Select passengers paying top dollar for first- or business-class seats and arriving at O'Hare after long overnight flights are being offered the use of luxurious "shower suites," where the tile floors and towel racks are heated and a valet is standing by to press clothes, shine shoes and fetch breakfast.

Such facilities are nothing new at airline clubs and lounges at busy international airports, particularly London's Heathrow, but their number and variety is expanding in the U.S. as the airline industry goes after upscale customers.

"It's a competitive business," says United spokesman Joe Hopkins. "If we can offer a service no one else has or if we can do it better than the other guy, then some of this upper-end business will move toward us."

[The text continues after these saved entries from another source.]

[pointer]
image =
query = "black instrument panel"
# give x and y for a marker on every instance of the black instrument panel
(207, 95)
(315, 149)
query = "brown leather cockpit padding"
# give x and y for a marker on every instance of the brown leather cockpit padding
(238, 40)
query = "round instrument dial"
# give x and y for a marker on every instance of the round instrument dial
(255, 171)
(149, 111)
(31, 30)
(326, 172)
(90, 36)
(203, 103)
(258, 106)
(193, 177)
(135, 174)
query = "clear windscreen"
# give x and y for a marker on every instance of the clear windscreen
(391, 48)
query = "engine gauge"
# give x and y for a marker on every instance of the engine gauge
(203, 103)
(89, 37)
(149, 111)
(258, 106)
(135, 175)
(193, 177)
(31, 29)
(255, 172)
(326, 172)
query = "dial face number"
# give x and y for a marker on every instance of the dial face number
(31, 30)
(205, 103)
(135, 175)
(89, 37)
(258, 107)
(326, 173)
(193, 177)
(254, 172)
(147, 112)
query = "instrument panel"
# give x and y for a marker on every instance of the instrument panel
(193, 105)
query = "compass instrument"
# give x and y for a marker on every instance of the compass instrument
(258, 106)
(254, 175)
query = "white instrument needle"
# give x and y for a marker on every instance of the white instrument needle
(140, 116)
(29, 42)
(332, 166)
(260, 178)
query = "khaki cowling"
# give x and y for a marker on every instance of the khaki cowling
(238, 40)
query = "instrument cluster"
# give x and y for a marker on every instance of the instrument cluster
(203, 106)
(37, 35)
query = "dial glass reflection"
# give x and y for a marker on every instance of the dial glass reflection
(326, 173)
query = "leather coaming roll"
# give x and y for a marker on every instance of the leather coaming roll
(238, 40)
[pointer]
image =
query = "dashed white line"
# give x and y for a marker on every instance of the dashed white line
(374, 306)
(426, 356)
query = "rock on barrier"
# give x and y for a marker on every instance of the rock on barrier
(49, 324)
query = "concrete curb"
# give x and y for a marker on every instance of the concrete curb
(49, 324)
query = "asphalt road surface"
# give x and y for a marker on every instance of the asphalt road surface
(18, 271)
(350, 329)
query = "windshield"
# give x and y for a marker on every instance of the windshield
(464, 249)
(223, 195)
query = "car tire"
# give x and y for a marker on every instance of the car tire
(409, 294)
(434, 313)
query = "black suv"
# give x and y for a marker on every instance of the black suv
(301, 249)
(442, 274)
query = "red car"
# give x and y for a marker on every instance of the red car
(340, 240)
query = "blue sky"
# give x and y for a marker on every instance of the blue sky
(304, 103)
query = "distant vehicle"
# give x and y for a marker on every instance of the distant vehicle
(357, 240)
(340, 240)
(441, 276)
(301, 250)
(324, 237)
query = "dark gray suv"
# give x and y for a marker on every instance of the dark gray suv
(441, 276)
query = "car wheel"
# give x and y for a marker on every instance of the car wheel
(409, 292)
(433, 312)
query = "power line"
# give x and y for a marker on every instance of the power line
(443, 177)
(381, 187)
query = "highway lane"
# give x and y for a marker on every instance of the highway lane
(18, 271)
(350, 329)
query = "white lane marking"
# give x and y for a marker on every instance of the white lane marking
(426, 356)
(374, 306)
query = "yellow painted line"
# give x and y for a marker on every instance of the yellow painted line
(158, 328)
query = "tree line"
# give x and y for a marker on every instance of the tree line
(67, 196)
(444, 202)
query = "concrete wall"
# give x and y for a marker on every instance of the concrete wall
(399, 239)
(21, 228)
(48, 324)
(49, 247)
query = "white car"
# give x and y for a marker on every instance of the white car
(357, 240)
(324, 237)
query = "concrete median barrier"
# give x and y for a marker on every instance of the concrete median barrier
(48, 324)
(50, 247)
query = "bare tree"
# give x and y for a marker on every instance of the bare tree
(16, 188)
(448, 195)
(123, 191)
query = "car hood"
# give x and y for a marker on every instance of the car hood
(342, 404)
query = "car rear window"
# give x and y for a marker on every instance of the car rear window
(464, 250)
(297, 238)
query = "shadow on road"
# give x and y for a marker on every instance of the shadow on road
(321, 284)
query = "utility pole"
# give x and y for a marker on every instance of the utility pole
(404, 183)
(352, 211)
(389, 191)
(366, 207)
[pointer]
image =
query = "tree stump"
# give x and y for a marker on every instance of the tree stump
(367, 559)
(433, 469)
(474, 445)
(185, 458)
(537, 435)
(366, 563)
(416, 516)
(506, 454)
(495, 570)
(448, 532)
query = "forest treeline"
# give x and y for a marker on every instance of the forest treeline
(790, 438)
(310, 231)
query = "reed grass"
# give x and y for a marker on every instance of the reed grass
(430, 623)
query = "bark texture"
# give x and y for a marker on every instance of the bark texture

United will soon offer the shower suites at Miami International. It's offering similar services through hotels near two dozen airports to give arriving upscale travelers a place to regroup and refresh before taking on the business day.

None of this, of course, is for the day-tripping business traveler making the rounds from Denver to Dayton and back. Use of United's shower suites is by invitation only and is restricted to full-fare first- and business-class travelers flying overnight for five hours or longer. In the case of the O'Hare facility, which features just four of the suites, the service will be offered initially to passengers on flights from Hawaii and Alaska.

United's suites at Miami and Heathrow are more numerous--13 at each--because there is more traffic warranting such service at those locations.

"All travel is expanding," Hopkins says. "If you look at our traffic this year, we're up something like 3% or 4%; it's all expanding--first, business and economy. People are willing to pay the additional fare for business and first class, but they expect more value."

Also growing, he said, is the use of airline clubs. The larger of United's two clubs at O'Hare can seat 540 people, and it's not unusual to find every seat filled at busy times, Hopkins said.


There's no shortage of "best hotel" lists these days. Although often based on polls of magazine readers or a specific group of travelers, it is often hard to know exactly why one hotel is rated above another and whether it means anything.

For example, the Four Seasons Hotel in Chicago was named the top city hotel in the United States in a reader poll conducted by Andrew Harper's Hideaway Reports. It traded places with the Hotel Bel-Air in Los Angeles, which finished first last year.

But the Hotel Bel-Air won the top spot in the Annual Survey of Top Hotels Worldwide, a poll of readers of Institutional Investor. It traded places with the Oriental Bangkok in that poll.

Go figure.


How to get out of the airport?

That's actually the name of a new book that answers the question, at least where more than 100 airports around the world are concerned.

Author Howard Wendland, a Minnesota businessman, says he gathered much of the information from personal experience, including four years living in Europe and traveling to about 70 cities there.

Each entry discusses which rental cars are available, how much and how far away the city center is by taxi, whether the taxis are safe and reliable, the degree to which public transit or special shuttles are available and other tips.

In many cases, Wendland singles out a best way to leave the airport. For example, in Amsterdam he suggests going by rail from Schiphol to Amsterdam Central Station, with a fare of about $3.50 and trains leaving every 15 minutes, or a KLM shuttle bus to specific hotels. For Nairobi, Kenya, he suggests the government-sponsored Mercedes taxis in front of the terminal, at a fixed cost of about $16 to the city center. And in Seoul he suggests the Korean Airlines shuttle bus at $5, which is considerably cheaper than a taxi.